Based on earlier research by colleagues at Macquarie University, Day knew that both male and female sharks return to Jervis Bay and the waters off Sydney each winter to breed. But Day wanted a closer look at the differences between how male and female sharks behave. So, during winters from 2012 to 2015, Day and her colleagues swam, dove, and canoed in Jervis Bay and off Sydney, catching Port Jackson sharks to take DNA samples.

Day analyzed the DNA to compare the relatedness of the sharks between the two breeding sites and to see if there were differences in the movement behavior of male and female sharks. The research showed that female sharks from Sydney and Jervis Bay have significant genetic differences, whereas the males only had differences in some of their DNA markers.

The results, says Day, demonstrate that female Port Jackson sharks return to their birth sites to lay their eggs, while males may travel between the sites, a behavior that may be maintaining the genetic connectivity between the two breeding aggregations.

Port Jackson shark egg case

By laying their eggs where they themselves were born, Port Jackson sharks are, theoretically, giving their offspring the conditions they need to survive.
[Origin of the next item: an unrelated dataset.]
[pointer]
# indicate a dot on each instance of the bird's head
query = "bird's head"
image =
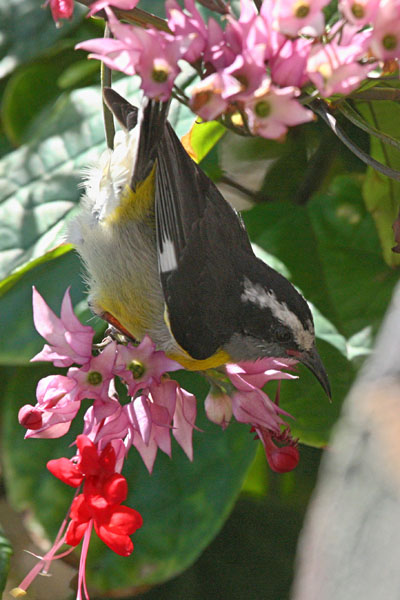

Photo by Fred Bavendam/Minden Pictures

While this is the first time site-specific breeding behavior has been observed in egg-laying sharks, it aligns with the behavior of sharks that give birth to live young, says Demian Chapman, a shark researcher at Florida International University who was not involved in the study.

We know that live-bearing female sharks return to their own specific birthplace to breed and now it looks like egg-laying species are doing the same, says Chapman. This tells us that no matter how much energy female sharks invest in their offspring, a good strategy is to lay their eggs or give birth where they themselves managed to survive and grow, he says.

The behavior likely increases their offsprings’ chances of survival, but it also heightens their risk from localized threats, such as fisheries by-catch. There is, however, another upside to sharks’ preference for familiar territory.

Chapman explains that a localized population structure means that with good stewardship and good management, shark populations will respond to local conservation, which is much easier to manage than conservation that requires the cooperation of nations.